Dear Real Estate Adviser,
I signed an agreement with a real estate agent to find a renter for my property. Three hours after faxing the contract to him, I heard from a family I had shown the place to, saying that they wanted to rent it. Since the agent had done nothing to market the home, I called to ask him to cancel it. He said no, he'd have to treat me like another agent and "split" the commission with me. Wasn't I entitled to a three-day rescission of the contract as I requested when I called him?
-- Laura O.
We know the real estate agent didn't do jack to merit a commission, but that doesn't mean you aren't stuck contractually. However, a truly above-board agent, at least in my book, would agree to cancel the agreement under the circumstances, especially if he incurred no costs.

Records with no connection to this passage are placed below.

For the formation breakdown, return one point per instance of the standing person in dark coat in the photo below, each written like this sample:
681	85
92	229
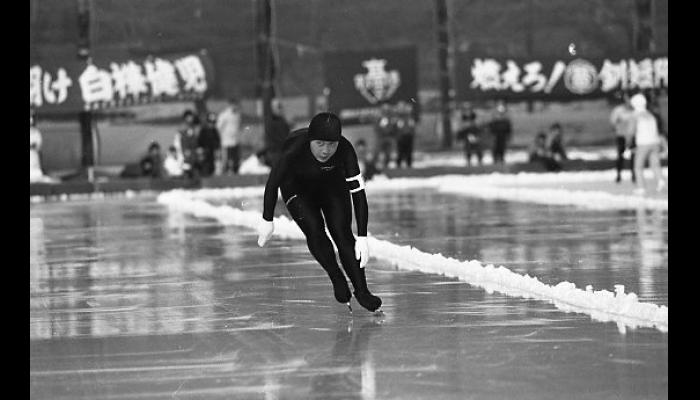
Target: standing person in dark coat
622	121
186	143
319	177
210	143
406	132
556	142
152	163
502	130
470	133
384	131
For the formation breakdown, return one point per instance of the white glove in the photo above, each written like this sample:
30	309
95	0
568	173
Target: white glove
362	250
265	230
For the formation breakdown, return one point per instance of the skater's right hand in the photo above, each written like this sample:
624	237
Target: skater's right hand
265	230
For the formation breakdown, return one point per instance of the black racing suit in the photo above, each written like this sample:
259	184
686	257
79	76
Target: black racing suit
313	191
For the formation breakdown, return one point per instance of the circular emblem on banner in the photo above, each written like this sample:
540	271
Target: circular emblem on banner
580	77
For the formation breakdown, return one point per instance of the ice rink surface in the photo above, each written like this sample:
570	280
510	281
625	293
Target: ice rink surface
129	300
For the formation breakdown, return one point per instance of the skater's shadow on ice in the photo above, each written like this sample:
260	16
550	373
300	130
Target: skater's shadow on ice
348	372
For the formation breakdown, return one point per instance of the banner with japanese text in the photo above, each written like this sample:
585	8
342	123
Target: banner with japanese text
76	85
484	77
359	82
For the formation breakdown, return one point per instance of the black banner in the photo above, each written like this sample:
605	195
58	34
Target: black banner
359	82
484	77
76	86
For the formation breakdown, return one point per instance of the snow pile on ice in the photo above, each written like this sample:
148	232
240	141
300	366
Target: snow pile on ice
495	186
506	187
252	165
622	308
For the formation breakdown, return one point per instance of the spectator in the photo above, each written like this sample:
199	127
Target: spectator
556	142
228	124
173	163
210	144
152	163
385	131
366	160
501	129
186	143
279	130
648	144
539	153
470	133
406	132
622	120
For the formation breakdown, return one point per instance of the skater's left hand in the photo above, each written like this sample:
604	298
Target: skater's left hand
362	250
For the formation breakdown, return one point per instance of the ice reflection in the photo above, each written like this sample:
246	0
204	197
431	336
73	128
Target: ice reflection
554	243
348	372
653	249
98	276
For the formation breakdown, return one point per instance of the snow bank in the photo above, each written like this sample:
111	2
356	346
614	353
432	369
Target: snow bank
495	186
620	307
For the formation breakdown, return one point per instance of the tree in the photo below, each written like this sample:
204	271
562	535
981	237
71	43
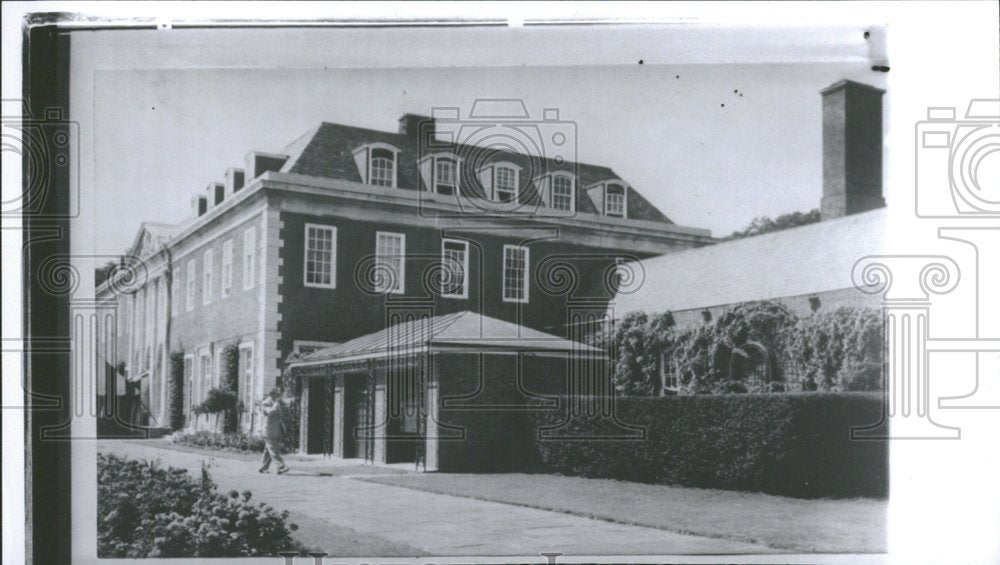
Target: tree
763	224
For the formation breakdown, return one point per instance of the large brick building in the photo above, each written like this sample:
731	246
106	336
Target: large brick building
348	231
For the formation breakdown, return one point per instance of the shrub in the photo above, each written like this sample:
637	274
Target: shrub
177	390
789	444
237	442
837	351
231	385
145	510
729	354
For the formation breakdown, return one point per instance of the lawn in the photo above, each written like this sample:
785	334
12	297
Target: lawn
821	526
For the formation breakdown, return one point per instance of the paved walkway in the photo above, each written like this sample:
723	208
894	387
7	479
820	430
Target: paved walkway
437	524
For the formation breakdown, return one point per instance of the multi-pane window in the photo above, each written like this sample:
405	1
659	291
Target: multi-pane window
562	193
668	373
246	378
614	200
189	298
249	257
515	273
383	167
227	268
455	259
445	176
506	184
320	256
206	287
390	249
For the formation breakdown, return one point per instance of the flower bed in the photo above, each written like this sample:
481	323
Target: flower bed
146	510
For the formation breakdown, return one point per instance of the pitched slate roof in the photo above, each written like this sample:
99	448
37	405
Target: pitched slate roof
804	260
327	151
461	329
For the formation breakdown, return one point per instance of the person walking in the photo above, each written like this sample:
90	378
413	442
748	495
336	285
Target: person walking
271	407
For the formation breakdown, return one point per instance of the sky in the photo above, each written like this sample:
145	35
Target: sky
711	145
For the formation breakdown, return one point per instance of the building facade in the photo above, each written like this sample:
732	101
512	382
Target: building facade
350	230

If said agent had driven to your house, toured the place and spent time consulting with you on rent rates or whatever, he would have been within his rights to request a small fee for his efforts. But a "split" commish? C'mon! Sorry, agents, but that's not doing the right thing, despite the barely dry ink on the three-hour-old contract. You obviously found the renter before your agreement was struck. Yet some folks are scrambling for any morsel of income they can scrape up in these still-tough times. And the agent does possess a trump card -- that signed contract.
Did the listing agreement start immediately or was it for a period that would start a day or more after the signing? That would seem to be the only contractual out, unless you added other specifics to the agreement, which I doubt.
You could try to send the agent a check of say, $100 or even $200, to help make him go away, perhaps stating on the check that signing and cashing it ends all your obligations to him. Failing that, you could try sending a straightforward letter to his superior describing the scenario. If the agent is part of a locally prominent real estate agency, that might be enough to nip this in the bud in the name of community relations.
Sorry, there is no rescission period for such agreements unless you added one. In various states, a three-day right of rescission does apply to some vacation rentals, time-share purchases, home-equity loans and lines of credit, but not to listing contracts. Depending on how much money is at stake, you may need the services of a real estate attorney if the agent doesn't drop the issue, which is still a possibility.